実際のところ、高血圧は結構頻度が高いイメージ。

このうち、消化管穿孔はまれではあるものの、死亡例も報告されているので、注意が必要です。消化管穿孔(しょうかかんせんこう)は全体の1%程度に起こります。

「穿孔」消化管に穴が開くことです。

症状としては、急激な腹痛を自覚することが多く、放置すると腹膜炎や敗血症を来し、命にかかわる副作用となります。

動脈乖離が重大な副作用に追加

重大な副作用として「動脈乖離」が追加になりました。

過去3年間の国内報告数のうち、ベバシズマブを成分とする医薬品と動脈乖離関連症例(事象)との因果関係が否定できない症例は1例。うち医薬品と事象による死亡との因果関係が否定できない症例は0例。
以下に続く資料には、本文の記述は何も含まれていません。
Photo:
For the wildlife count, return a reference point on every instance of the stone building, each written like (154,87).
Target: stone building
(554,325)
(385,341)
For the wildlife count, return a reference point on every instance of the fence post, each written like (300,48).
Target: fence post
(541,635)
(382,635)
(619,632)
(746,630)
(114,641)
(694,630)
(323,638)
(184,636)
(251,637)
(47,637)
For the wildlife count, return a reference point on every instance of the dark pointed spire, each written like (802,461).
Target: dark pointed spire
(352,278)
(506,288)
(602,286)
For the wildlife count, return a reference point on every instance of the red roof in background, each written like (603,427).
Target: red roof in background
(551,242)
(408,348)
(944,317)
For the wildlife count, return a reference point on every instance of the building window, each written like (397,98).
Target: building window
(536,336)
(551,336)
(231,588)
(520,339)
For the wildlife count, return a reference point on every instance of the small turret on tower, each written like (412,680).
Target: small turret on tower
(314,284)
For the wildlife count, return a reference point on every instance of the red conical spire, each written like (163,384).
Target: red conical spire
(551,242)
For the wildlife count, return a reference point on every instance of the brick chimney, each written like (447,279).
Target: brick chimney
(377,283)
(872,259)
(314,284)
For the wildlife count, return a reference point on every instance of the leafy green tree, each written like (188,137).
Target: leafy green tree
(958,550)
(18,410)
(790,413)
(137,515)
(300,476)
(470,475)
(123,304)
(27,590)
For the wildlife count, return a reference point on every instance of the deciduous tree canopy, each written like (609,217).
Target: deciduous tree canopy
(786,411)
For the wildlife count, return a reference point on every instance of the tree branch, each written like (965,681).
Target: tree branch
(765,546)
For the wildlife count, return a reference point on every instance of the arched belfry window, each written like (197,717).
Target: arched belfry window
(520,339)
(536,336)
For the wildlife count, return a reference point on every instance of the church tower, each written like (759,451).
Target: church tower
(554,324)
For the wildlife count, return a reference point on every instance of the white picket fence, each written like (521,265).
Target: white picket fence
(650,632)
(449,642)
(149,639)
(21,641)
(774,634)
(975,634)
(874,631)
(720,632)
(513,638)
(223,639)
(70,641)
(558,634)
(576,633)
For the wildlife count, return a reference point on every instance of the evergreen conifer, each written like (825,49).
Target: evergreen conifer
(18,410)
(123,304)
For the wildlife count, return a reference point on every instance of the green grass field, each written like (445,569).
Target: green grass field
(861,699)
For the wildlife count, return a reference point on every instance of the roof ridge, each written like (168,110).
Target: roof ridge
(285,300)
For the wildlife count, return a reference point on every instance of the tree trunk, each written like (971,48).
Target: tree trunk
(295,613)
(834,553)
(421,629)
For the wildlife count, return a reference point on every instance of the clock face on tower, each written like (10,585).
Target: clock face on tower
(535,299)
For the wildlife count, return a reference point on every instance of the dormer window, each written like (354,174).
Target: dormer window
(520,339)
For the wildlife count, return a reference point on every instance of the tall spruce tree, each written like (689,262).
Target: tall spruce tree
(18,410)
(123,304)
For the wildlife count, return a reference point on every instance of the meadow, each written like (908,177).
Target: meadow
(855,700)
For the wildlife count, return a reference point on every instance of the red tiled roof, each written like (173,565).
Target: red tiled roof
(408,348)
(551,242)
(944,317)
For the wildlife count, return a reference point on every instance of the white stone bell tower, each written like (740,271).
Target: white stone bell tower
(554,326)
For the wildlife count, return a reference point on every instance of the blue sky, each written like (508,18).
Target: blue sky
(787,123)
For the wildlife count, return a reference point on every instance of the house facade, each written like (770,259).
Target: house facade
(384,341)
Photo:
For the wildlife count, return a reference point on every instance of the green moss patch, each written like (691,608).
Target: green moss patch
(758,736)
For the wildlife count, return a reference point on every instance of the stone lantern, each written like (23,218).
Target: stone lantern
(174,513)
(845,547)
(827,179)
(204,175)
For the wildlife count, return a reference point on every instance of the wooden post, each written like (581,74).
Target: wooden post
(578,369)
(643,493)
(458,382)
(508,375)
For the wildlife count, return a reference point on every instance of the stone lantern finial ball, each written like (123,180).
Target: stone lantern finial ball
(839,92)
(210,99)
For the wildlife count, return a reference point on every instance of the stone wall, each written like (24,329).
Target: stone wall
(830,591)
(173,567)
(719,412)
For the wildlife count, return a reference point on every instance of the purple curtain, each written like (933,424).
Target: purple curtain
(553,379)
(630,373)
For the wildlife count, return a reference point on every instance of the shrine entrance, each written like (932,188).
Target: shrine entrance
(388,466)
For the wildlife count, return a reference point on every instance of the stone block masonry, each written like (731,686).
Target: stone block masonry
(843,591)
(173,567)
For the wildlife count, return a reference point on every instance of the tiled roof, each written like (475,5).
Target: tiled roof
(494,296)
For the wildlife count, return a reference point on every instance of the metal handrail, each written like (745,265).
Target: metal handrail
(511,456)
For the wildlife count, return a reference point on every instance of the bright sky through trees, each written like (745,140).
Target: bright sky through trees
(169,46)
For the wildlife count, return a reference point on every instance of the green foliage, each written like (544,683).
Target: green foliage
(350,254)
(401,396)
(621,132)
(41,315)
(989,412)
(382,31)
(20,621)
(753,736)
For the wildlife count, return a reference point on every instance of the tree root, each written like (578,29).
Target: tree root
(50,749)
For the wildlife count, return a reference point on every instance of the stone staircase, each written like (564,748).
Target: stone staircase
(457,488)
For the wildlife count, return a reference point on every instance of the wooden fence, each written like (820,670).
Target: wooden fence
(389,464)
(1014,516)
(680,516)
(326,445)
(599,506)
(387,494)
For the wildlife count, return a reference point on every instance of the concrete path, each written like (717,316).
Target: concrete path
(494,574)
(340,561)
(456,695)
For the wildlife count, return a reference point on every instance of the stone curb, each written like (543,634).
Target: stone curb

改訂理由:国内症例が集積したことから、専門委員の意見も踏まえ、改訂することが適切と判断と厚労省が発表しました。

アバスチン・BSの薬価

100mg/4ml400mg/16ml
アバスチン42,511円/瓶161,885円/瓶
ベバシズマブBS26,492円/瓶100,885円/瓶

薬価ベースで、2017年と2018年は1000億円を超える売上を叩き出しているようです。

管理方法

抗体製剤は全般的共通ですが、本体がタンパク質なので冷所保存となります。

保管温度は2℃〜8℃かつ凍結を避けるように定められています。

この温度を逸脱すると薬効が失われてしまうので、特に夏季は取り扱いに注意が必要となります。

ベバシズマブ(アバスチン):Bmab・BVのまとめ

  • アバスチンは「ベバシズマブ:Bmab」と言う有効成分を含む抗がん剤である。
  • がん細胞に必要な血管を作り出すのに重要な「VEGF」を選択的に阻害する。
  • 他の抗がん剤と併用してその効果を高めるのが基本です。単独投与は稀。
  • 副作用として、高血圧や消化管穿孔が特徴的である。
  • 抗体製剤は高額で管理も厳密に。

こんな感じですかね。

今後必ず目にする機会が増えます。

薬剤師しぐ
薬剤師しぐ

「XELOX+Bmab」のレジメンか。

院内でアバスチンエルプラットの点滴治療を行ってるんだね。
ゼローダによる手足症候群に加えて、血圧の変動や腹痛、吐き気、痺れや食欲低下についての確認もしてみようかな。

なんて。考えながら服薬指導できたら最高ですね〜

日々勉強!ですね。

以前まとめたことのある「抗がん剤治療の学習」にオススメできる書籍がこちら!

日進月歩の抗がん剤治療。毎日新しいことを学べています。

薬剤師の友人にオススメされて借りたこちらの書籍も、なかなかオススメです。

薬物治療についてはサラリと。各がんについての概要やドライバー遺伝子等々細かく要点がまとめられています。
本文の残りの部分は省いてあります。